Expect: in_types[0].shape[1] == in_types[1].shape[1] Actual: 18144 != 3072

Is there any specific input size of image we should use? Or how to resolve this error?

Bartzi commented 6 years ago

Yes, the input size should be 600 x 150. A typical FSNS image include 4 views of the same street name sign, each view is 150 x 150 pixels in dimension.

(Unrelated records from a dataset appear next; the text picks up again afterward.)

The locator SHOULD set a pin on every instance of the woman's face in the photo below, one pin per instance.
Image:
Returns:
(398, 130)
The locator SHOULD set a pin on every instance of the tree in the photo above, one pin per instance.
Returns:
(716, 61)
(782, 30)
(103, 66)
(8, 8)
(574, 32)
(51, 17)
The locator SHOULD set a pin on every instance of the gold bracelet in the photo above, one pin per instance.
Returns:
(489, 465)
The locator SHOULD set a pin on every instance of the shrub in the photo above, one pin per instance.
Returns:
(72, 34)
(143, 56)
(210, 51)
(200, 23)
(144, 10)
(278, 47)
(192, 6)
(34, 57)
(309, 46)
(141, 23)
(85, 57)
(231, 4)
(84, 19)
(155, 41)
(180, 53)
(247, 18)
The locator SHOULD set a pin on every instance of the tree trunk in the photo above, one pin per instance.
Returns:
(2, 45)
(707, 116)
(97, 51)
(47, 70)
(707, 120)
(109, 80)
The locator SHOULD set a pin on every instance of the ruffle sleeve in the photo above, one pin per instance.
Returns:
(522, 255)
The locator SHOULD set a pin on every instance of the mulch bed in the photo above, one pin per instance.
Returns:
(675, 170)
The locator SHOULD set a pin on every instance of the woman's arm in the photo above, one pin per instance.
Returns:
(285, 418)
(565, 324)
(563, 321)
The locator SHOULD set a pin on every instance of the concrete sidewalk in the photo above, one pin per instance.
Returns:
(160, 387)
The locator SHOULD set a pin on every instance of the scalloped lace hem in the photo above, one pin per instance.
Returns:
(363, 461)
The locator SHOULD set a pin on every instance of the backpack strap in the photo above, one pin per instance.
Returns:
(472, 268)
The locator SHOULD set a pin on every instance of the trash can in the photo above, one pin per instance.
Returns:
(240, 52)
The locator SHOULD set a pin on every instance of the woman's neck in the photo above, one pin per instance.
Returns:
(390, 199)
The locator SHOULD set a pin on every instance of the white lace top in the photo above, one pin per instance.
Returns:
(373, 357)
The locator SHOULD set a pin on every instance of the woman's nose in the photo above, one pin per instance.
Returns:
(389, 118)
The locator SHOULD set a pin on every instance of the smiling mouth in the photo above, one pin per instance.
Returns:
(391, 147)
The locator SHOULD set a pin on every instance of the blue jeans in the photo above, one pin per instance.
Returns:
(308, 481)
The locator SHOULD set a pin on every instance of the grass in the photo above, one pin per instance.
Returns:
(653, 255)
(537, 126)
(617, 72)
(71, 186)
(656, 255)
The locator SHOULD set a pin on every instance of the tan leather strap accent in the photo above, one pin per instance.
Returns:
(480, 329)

vaibhav541 commented 6 years ago

Actually i want to use it to detect text on daily life products like grocery items. So can i use just a single view of that product? Thanks for helping

vaibhav541 commented 6 years ago

Also i would like to know if i am using the right model for my purpose. And if yes, how can i see the detected text , as i am only able to see bounding boxes as a result

Bartzi commented 6 years ago

If you want to use only one image, the FSNS model is not the model you are looking for, in fact there is no pre-trained model that matches your purpose. You'll need to develop your own.

If you want to see the predicted bbox on the image, you'll need to take the predicted bboxes and render them on the image yourself ;) should not be too difficult.

vaibhav541 commented 6 years ago

ohh okay, thanks for your help 👍

santoshmo commented 6 years ago

Since some datasets only have a single view of the image, would concatenating the same image four times horizontally and stretching it to match the 600x150 dimension of FSNS images still make for reasonable training data for the FSNS model?

Bartzi commented 6 years ago

Nope, it doesnt't make sense. You would extract the same features four times and concatenate the same features, so you will not gain any improvements.